E.G. If test cases can take the system-being-tested itself as an explicit parameter (even though the system is normally the ultimate of implicit parameters), that explicit parameter's type is an abstract interface, and the system-being-tested is defined as implementing that interface. [Ed. note: the rest of the world will later get this idea and call it dependency-injection!]
The abstract interfaces must be able to be associated with the more specific interfaces that make up the various levels of abstraction that are captured as the system design is fleshed out.

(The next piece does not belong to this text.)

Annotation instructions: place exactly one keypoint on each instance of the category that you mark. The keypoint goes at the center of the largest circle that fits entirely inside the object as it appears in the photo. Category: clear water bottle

So, at the very high level (described in the use case above), the interface provides a simple "get balance" request that returns a "number".  Eventually, the actual system has a whole sequence of interaction required to login, navigate to account, request balance, receive formatted display, logout which is encapsulated in a test case defined at that level of abstraction but which none the less can "implement" the getBalance() interface and return the dollar formatted amount as a "number".  So, the specific test case implementation "subclasses" the abstract test case implementation.

QUESTION: when (i.e. at what level of abstraction) does the "interface" analogy get replaced by the "subclass" analogy?
ANSWER: silly rabbit, each level of abstraction is really a framework that defines interfaces for the more detailed level(s) to implement, and defines "subclasses" to implement the interfaces defined by the framework(s) of the higher level(s) of abstraction.  [Ed. note: don't confuse frameworks with implementation-via-subclassing.  They can use other mechanisms than subclassing to override generic default behavior with specific behavior.]